I agree that seems weak. What would “actual reasoning” look like for you, out of curiosity?

  • Terr_ 4 days ago

    Not parent poster, but I'd approach it as:

    1. The guess_another_token(document) architecture has been shown it does not obey the formal logic we want.

    2. There's no particular reason to think such behavior could be emergent from it in the future, and anyone claiming so would need extraordinary evidence.

    3. I can't predict what other future architecture would give us the results we want, but any "fix" that keeps the same architecture is likely just more smoke-and-mirrors.

    • og_kalu 4 days ago

      Seems to fall apart at 1

      >1. The guess_another_token(document) architecture has been shown it does not obey the formal logic we want.

      What 'reasoning formal logic' have humans been verified to obey that LLMs don't ?

      • Terr_ 4 days ago

        ... Consider this exchange:

        Alice: "Bob, I know you're very proud about your neural network calculator app, but it keeps occasionally screwing up with false algebra results. There's no reason to think this new architecture will reliably do all the math we need."

        Bob: "How dare you! What algebra have humans been verified to always succeed-at which my program doesn't?! Huh!? HUH!?"

        ___________

        Bob's challenge, like yours, is not relevant. The (im)perfection of individual humans doesn't change the fact that the machine we built to do things for us is giving bad results.

  • cap11235 4 days ago

    It's the same bitching every time an LLM post can be responded to.
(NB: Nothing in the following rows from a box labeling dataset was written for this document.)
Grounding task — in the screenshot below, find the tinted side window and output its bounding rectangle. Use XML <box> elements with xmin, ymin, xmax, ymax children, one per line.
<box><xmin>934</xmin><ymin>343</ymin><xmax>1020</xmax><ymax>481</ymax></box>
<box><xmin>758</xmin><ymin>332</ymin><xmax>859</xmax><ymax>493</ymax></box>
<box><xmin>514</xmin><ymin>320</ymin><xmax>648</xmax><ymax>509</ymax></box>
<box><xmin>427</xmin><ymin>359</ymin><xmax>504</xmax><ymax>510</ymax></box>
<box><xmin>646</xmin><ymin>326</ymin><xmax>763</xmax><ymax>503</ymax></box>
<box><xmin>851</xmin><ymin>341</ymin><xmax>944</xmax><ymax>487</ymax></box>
ITS NOT THINKING!!! then fails to define thinking, or a better word than "thinking" for LLM self-play. I consider these posts to be on par for quality with "FRIST!!!!!!" posts.

    • nucleogenesis 4 days ago

      Idk I think saying it’s “computing” is more precise because “thinking” applies to meatbags. It’s emulating thinking.
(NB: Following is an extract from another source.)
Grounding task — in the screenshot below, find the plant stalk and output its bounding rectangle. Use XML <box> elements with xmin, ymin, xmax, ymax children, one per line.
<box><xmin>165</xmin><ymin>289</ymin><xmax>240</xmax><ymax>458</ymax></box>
      Really I just think that anthropomorphizing LLMs is a dangerous road in many ways and really it’s mostly marketing BS anyway.

      I haven’t seen anything that shows evidence of LLMs being anything beyond a very sophisticated computer system.

    • cactusplant7374 4 days ago

      Do submarines swim? Thinking is something that doesn’t happen inside a machine. Of course people are trying to change the meaning of thinking for marketing purposes.

      • dgfitz 4 days ago

        Ironically, in the UUV space, they use the term “flying” when talking about controlling UUVs.